Productions take place in Pingree Theater, which boasts a full proscenium stage, dressing rooms, lighting system, and excellent acoustics. This gives you room to explore set design, lighting, and sound techniques as well as acting. It also seats more than 250 people, which allows you to present your work to the entire Christ School community as well as the general public.

Putting on a play is a real-life skill that brings together academics, athleticism, and professionalism. Through Christ School’s Theater Program, students are exposed to opportunities including technical work, set building, and lighting in addition to acting. Theater Programs improve scholasticism while also building confidence and leadership, teaching self-discipline, promoting communication, and increasing compassion - it is a vital element to a well-rounded education.

Recent Productions:

Too Much Light Makes the Baby Go Blind

Christ School Theater's spring production was the experimental Too Much Light Makes the Baby Go Blind (30 Plays in 60 Minutes) by Greg Allen. The production ran from May 11-14, 2017 in Pingree Theater.

Written by the Neo-Futurists, a Chicago-based improv company, Too Much Light Makes the Baby Go Blind is a zany ensemble experiment that attempts to present "30 Plays in 60 Minutes." Each two-minute play is performed in random order chosen by an interactive audience. The onstage 60-minute timer keeps everyone honest. Can the Neo-Futurist Players get all 30 plays performed before the clock runs out?

And Then There Were None • February 23-26, 2017

In Agatha Christie’s classic And Then There Were None, ten strangers are invited to an island by an unknown host. Each has a sordid past. Then, one by one, they begin to die. Each is under suspicion.

Lord of the Flies • May 12-15, 2016

Christ School Theater is proud to present Lord of the Flies by Nobel Prize winner William Golding, adapted for the stage by Nigel Williams.

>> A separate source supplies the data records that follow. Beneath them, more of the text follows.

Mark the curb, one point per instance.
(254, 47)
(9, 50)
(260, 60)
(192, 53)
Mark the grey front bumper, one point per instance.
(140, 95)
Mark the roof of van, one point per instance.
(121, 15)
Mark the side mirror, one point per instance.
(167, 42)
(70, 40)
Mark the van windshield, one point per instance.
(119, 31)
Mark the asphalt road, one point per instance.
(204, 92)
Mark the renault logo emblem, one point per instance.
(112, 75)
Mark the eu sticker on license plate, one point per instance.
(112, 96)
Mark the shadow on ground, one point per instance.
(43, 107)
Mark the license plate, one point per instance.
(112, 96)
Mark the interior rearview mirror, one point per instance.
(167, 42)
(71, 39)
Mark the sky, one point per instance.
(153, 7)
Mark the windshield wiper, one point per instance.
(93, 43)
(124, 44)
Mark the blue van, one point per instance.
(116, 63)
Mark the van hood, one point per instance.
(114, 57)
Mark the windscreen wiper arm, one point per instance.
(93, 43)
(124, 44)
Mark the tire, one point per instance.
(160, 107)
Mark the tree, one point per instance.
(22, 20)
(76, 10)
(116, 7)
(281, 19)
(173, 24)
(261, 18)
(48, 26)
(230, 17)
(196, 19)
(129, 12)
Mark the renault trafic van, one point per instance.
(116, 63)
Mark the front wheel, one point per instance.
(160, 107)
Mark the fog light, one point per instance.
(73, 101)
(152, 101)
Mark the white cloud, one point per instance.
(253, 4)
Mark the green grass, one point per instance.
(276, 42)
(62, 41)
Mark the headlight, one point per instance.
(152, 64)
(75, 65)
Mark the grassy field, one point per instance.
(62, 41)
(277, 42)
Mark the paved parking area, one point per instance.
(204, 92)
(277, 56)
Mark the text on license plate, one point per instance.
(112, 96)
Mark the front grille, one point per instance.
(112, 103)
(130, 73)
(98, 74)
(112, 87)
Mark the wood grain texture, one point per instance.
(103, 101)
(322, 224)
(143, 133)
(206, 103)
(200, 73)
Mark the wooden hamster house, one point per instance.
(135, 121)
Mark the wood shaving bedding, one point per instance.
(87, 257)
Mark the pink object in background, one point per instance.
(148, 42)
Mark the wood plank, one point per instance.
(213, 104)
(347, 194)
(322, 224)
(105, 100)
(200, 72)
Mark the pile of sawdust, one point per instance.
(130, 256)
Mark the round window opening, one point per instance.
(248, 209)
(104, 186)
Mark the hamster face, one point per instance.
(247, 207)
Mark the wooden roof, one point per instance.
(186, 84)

William Golding’s classic novel, a potent allegory about the loss of innocence and the decline of civilization, is brought to dramatic life in Nigel Williams’s adaptation. A plane evacuating people from mass terrorist attacks on U.S. cities crashes on a deserted island. The only survivors are a group of schoolboys. By day, it’s a tropical paradise of sun and sea; but each night, their dreams are inhabited by a terrifying beast. Myth and nature combine in a dynamic exploration of power, democracy, and the struggle between good and evil that exists within us all. Lord of the Flies brings up many issues central to the lives of today’s adolescents – peer pressure, bullying, gang rivalry – in its depiction of reason versus chaos.

An Evening of One Acts • October 21-23, 2016

After last year’s success at the North Carolina Theater Conference One Act Play Festival, director Mary Dillon was looking for the perfect short play to show off the talents of Christ School’s actors. The rules of NCTC are that everyone involved with the production must be enrolled in the school, which means it must be an all boy show. Because it’s challenging to find quality all male scripts, Mrs. Dillon asked a local playwright to consider creating a new work for our boys to produce for competition.

Travis Lowe, an accomplished performer and writer, did just that in his piece called Green. The one act is set in a sci-fi dystopic world where its citizens are given a treatment that stops their bodies from aging at young adulthood. When the group of lads meet up after work at their regular watering hole, a pub next to a monkey house at the zoo, they are joined by a newcomer whom they welcome with jokes and stories. As the “boys” get to know each other, they discover that things are not what they seem. It’s a powerful, dramatic work.

The Odd Couple • February 12-14, 2016

Neil Simon’s The Odd Couple follows the antics of two mismatched roommates: the neat, uptight Felix Ungar (Thomas Hoefer) and the slovenly, easygoing Oscar Madison (Will Janvier).